Species intraspecific trait variation has been confirmed empirically to have important ecological effects. This has inspired many efforts in the past decade to build a theoretical understanding of when this variation plays a role and what its effects are. In particular, studies have recently considered the effects of intraspecific variation on competitive coexistence. Many of the reported effects are negative. Unless there is an interspecific mean-variance tradeoff, intraspecific variation increases the dominance of superior competitors and lessens niche differentiation. However, positive effects have been found on the robustness of coexistence when the variation is heritable, which has typically been ignored. Here we consider intraspecific variation in the context of another factor ignored in these studies, and often in competition theory more broadly, namely immigration. We hypothesize that when stochasticity and immigration are considered intraspecific variation will raise species richness in some regimes because it could slow rates of exclusion of species not stabilized in the deterministic model. We study a stochastic community dynamics model with competition driven by trait diļ¬€erences and immigration from a regional pool. We used this model to consider the effects of intraspecific variation on species richness, niche clustering pattern, and metrics of the species abundance distribution.

Results/Conclusions

Our simulations suggested intraspecific variation can indeed increase species richness in competitive communities with immigration. This occurs when there are more species immigrating than can stably coexist through trait differences.

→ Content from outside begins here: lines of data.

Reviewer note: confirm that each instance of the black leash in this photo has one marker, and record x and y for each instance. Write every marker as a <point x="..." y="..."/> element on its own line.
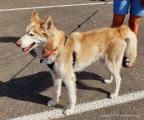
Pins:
<point x="89" y="17"/>
<point x="79" y="25"/>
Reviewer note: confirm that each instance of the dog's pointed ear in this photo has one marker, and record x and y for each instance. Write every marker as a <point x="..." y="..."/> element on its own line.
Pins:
<point x="48" y="23"/>
<point x="35" y="15"/>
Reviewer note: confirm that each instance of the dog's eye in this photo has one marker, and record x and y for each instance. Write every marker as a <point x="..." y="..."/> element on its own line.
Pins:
<point x="31" y="34"/>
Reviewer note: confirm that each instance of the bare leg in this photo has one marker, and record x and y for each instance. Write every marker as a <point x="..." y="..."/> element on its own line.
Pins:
<point x="71" y="87"/>
<point x="56" y="91"/>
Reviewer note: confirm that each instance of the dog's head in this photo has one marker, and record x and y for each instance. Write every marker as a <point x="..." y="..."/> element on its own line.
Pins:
<point x="55" y="41"/>
<point x="35" y="34"/>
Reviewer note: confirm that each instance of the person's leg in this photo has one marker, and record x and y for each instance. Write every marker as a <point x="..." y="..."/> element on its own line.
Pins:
<point x="120" y="9"/>
<point x="134" y="22"/>
<point x="136" y="11"/>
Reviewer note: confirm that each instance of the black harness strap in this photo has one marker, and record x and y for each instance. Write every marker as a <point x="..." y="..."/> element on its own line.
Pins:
<point x="51" y="66"/>
<point x="74" y="58"/>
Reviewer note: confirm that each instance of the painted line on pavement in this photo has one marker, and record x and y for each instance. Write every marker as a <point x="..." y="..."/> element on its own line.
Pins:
<point x="85" y="107"/>
<point x="53" y="6"/>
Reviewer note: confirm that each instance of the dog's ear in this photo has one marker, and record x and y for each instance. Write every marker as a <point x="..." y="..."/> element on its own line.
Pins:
<point x="35" y="15"/>
<point x="48" y="23"/>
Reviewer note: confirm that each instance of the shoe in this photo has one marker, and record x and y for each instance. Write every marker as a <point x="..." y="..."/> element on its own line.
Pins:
<point x="134" y="22"/>
<point x="117" y="20"/>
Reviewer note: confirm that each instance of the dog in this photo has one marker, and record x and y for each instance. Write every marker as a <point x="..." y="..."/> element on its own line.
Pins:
<point x="67" y="56"/>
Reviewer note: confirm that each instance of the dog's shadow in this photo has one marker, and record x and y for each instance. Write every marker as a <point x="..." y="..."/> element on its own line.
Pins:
<point x="27" y="88"/>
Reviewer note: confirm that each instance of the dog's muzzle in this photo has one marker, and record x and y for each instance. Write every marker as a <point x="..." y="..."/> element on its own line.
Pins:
<point x="28" y="48"/>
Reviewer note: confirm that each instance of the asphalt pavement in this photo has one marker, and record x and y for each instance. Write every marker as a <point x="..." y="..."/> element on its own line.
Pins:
<point x="30" y="90"/>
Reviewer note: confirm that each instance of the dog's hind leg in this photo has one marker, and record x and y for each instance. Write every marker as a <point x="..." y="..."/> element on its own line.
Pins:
<point x="108" y="81"/>
<point x="71" y="87"/>
<point x="115" y="71"/>
<point x="56" y="91"/>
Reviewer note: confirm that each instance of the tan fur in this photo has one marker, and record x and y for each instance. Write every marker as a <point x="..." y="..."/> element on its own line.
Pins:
<point x="106" y="44"/>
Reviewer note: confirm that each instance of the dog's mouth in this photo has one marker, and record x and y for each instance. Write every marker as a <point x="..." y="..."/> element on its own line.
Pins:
<point x="29" y="48"/>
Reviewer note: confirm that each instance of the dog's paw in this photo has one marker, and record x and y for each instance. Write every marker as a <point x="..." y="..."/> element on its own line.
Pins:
<point x="113" y="95"/>
<point x="51" y="103"/>
<point x="107" y="81"/>
<point x="68" y="111"/>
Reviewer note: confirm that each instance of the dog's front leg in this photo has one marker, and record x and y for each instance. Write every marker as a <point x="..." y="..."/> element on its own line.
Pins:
<point x="71" y="87"/>
<point x="56" y="91"/>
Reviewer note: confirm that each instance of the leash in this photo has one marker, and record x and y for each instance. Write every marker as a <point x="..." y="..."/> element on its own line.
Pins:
<point x="67" y="36"/>
<point x="23" y="68"/>
<point x="89" y="17"/>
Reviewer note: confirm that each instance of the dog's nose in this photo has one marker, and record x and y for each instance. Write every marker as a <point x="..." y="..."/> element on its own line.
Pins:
<point x="18" y="43"/>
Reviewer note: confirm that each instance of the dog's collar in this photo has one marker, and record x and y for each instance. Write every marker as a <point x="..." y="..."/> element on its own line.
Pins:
<point x="51" y="66"/>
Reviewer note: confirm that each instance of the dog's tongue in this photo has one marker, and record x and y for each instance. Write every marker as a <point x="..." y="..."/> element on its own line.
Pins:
<point x="49" y="53"/>
<point x="26" y="49"/>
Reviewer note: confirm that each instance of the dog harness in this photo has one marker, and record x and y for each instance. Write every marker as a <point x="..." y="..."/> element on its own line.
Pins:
<point x="51" y="66"/>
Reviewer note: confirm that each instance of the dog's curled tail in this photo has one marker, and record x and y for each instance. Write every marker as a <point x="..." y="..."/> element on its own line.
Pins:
<point x="131" y="40"/>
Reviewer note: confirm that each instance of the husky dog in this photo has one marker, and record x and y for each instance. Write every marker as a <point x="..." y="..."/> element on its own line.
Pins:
<point x="81" y="49"/>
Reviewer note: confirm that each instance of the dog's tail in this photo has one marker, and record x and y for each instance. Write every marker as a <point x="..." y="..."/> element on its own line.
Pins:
<point x="131" y="40"/>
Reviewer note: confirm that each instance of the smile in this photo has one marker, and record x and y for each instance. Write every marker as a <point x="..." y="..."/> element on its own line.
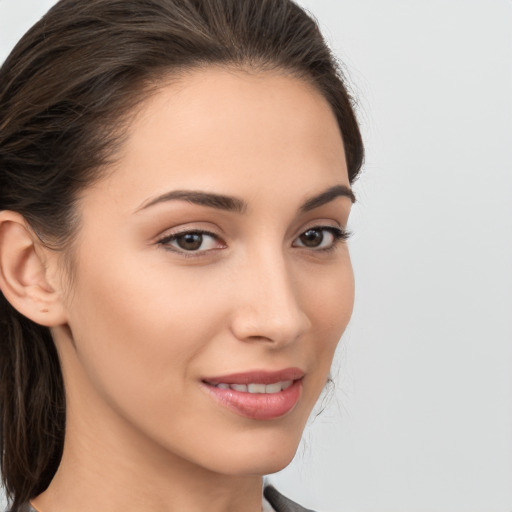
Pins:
<point x="257" y="388"/>
<point x="258" y="395"/>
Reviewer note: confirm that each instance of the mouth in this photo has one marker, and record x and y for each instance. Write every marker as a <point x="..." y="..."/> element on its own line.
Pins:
<point x="258" y="395"/>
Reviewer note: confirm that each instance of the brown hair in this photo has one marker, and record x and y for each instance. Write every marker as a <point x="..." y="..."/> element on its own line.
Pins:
<point x="66" y="91"/>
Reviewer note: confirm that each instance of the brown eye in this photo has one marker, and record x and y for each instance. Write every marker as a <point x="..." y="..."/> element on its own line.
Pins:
<point x="192" y="241"/>
<point x="312" y="238"/>
<point x="189" y="241"/>
<point x="321" y="238"/>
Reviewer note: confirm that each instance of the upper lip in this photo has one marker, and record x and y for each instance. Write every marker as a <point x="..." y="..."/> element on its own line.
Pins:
<point x="257" y="377"/>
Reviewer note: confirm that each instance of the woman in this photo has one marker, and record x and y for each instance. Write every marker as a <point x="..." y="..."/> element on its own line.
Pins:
<point x="174" y="192"/>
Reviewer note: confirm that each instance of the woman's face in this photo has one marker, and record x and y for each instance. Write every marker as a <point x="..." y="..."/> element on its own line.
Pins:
<point x="212" y="257"/>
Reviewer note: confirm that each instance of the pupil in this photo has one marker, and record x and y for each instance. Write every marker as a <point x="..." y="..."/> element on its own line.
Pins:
<point x="312" y="238"/>
<point x="190" y="241"/>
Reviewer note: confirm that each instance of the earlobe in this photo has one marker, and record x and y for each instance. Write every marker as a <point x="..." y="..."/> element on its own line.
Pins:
<point x="24" y="272"/>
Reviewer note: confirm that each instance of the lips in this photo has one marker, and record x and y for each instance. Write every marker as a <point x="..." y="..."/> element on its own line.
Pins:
<point x="259" y="395"/>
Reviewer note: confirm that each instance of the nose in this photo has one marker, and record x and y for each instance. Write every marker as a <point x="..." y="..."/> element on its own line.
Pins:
<point x="269" y="306"/>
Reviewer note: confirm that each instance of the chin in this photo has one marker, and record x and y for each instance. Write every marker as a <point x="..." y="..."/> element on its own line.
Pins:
<point x="262" y="455"/>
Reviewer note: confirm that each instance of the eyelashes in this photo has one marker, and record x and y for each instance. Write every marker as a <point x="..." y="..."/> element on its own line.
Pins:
<point x="197" y="242"/>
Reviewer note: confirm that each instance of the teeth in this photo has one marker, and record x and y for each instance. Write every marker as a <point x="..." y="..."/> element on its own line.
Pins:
<point x="257" y="388"/>
<point x="273" y="388"/>
<point x="286" y="384"/>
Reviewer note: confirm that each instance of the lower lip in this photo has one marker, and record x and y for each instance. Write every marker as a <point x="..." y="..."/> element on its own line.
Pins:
<point x="258" y="406"/>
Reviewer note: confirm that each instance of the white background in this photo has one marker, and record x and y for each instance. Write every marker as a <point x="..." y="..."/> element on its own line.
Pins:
<point x="422" y="415"/>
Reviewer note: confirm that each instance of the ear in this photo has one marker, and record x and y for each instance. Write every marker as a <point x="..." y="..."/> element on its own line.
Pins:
<point x="28" y="277"/>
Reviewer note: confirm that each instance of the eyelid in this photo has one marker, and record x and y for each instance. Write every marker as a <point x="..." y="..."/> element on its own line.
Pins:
<point x="339" y="233"/>
<point x="164" y="241"/>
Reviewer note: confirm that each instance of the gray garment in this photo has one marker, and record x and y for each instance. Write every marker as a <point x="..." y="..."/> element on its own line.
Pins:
<point x="279" y="502"/>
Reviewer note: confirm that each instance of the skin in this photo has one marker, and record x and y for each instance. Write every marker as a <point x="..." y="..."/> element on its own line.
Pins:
<point x="142" y="324"/>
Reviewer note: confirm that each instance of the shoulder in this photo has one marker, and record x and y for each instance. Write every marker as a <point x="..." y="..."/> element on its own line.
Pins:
<point x="281" y="503"/>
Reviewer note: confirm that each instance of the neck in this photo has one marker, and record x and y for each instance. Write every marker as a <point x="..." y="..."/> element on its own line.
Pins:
<point x="97" y="473"/>
<point x="109" y="465"/>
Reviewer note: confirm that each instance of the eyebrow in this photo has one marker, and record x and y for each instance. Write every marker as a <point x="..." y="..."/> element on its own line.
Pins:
<point x="234" y="204"/>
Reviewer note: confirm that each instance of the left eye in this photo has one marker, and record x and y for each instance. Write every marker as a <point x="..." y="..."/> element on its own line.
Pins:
<point x="191" y="241"/>
<point x="320" y="237"/>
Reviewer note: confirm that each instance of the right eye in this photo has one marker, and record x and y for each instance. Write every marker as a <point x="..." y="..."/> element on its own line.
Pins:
<point x="194" y="241"/>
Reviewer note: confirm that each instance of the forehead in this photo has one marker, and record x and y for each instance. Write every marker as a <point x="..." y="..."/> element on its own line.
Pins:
<point x="230" y="129"/>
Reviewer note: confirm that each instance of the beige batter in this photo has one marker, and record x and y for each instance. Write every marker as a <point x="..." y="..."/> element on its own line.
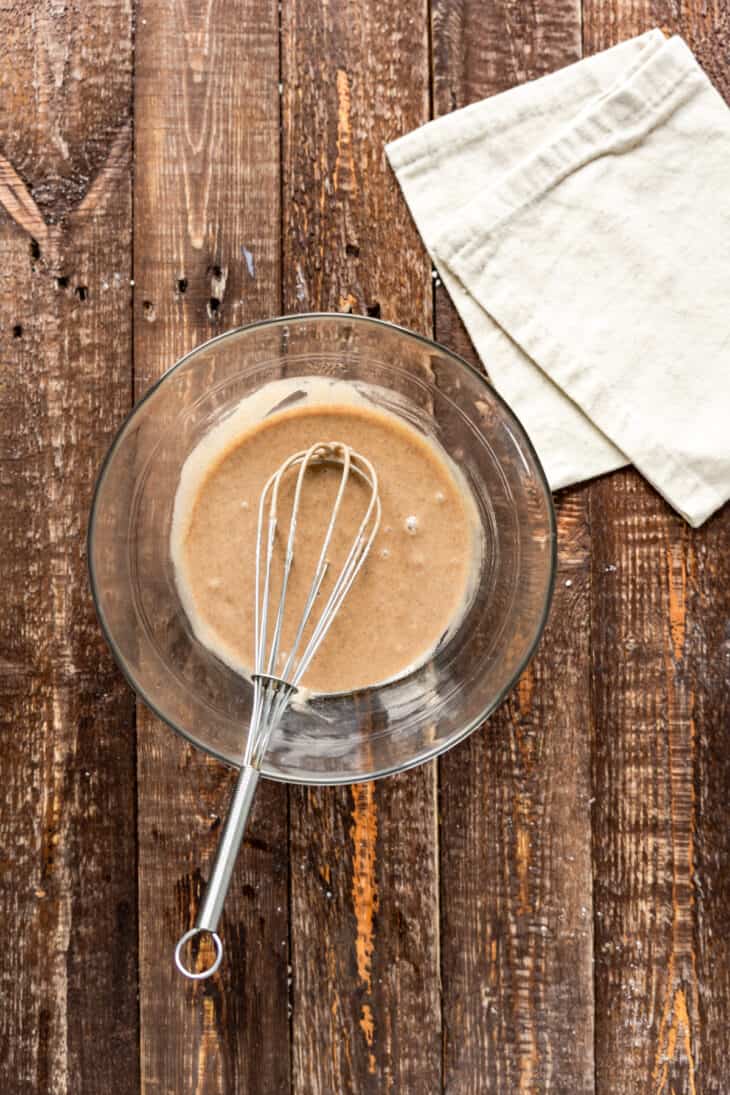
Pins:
<point x="415" y="584"/>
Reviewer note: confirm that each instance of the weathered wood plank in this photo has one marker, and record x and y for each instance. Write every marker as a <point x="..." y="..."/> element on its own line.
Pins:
<point x="365" y="932"/>
<point x="660" y="620"/>
<point x="207" y="229"/>
<point x="68" y="980"/>
<point x="516" y="845"/>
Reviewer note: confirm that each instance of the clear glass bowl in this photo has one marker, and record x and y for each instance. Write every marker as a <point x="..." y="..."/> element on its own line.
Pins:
<point x="336" y="738"/>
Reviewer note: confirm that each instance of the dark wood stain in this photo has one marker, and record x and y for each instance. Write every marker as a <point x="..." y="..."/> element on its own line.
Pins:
<point x="365" y="940"/>
<point x="68" y="892"/>
<point x="207" y="168"/>
<point x="546" y="909"/>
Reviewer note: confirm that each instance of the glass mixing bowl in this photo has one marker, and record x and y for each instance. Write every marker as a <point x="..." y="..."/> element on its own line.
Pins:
<point x="345" y="737"/>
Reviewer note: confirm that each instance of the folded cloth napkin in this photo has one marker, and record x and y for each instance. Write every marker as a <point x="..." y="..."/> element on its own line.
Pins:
<point x="581" y="225"/>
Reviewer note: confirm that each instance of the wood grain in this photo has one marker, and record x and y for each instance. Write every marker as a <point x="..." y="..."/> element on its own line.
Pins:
<point x="206" y="258"/>
<point x="516" y="798"/>
<point x="365" y="936"/>
<point x="67" y="807"/>
<point x="659" y="693"/>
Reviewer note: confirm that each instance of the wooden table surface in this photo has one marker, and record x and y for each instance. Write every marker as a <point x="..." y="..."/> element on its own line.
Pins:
<point x="545" y="909"/>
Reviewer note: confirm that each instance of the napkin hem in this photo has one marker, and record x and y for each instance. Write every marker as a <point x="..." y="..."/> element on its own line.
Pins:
<point x="610" y="124"/>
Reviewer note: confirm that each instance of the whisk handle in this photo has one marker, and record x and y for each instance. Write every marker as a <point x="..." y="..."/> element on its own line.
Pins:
<point x="211" y="907"/>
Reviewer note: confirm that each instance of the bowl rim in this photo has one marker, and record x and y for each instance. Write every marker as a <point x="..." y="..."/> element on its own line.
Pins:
<point x="468" y="727"/>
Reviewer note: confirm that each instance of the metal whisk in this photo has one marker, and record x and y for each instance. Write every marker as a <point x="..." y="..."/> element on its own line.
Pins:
<point x="273" y="691"/>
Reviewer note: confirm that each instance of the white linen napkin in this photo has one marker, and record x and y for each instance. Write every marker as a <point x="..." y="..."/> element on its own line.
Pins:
<point x="581" y="223"/>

It is coupled with a weakening of clustering pattern, and an increase in the evenness of species abundance. Negative effects of intraspecific variation on species richness are mainly apparent under strong niche differentiation, i.e. when competition declines quickly with trait differences and most species stably coexist. This effect is coupled with a reduction in the number of clusters, and a decline in evenness. In either regime (weak or strong niche differentiation), intraspecific variation typically shifts community dynamic toward what occurs in neutral case. More complex effects occur when species with extreme trait values can dominate by avoiding competition. These edge effects are enhanced by high intraspecific variation, lowering richness compared with the neutral case, and decreasing evenness of species abundance. Our results highlight that the expected effects of intraspecific trait variation on competitive coexistence depend strongly on how niche differentiated species are according to their trait means. Further, developing a complete understanding of the effects of intraspecific trait variation requires consideration of the influence of immigration on community dynamics.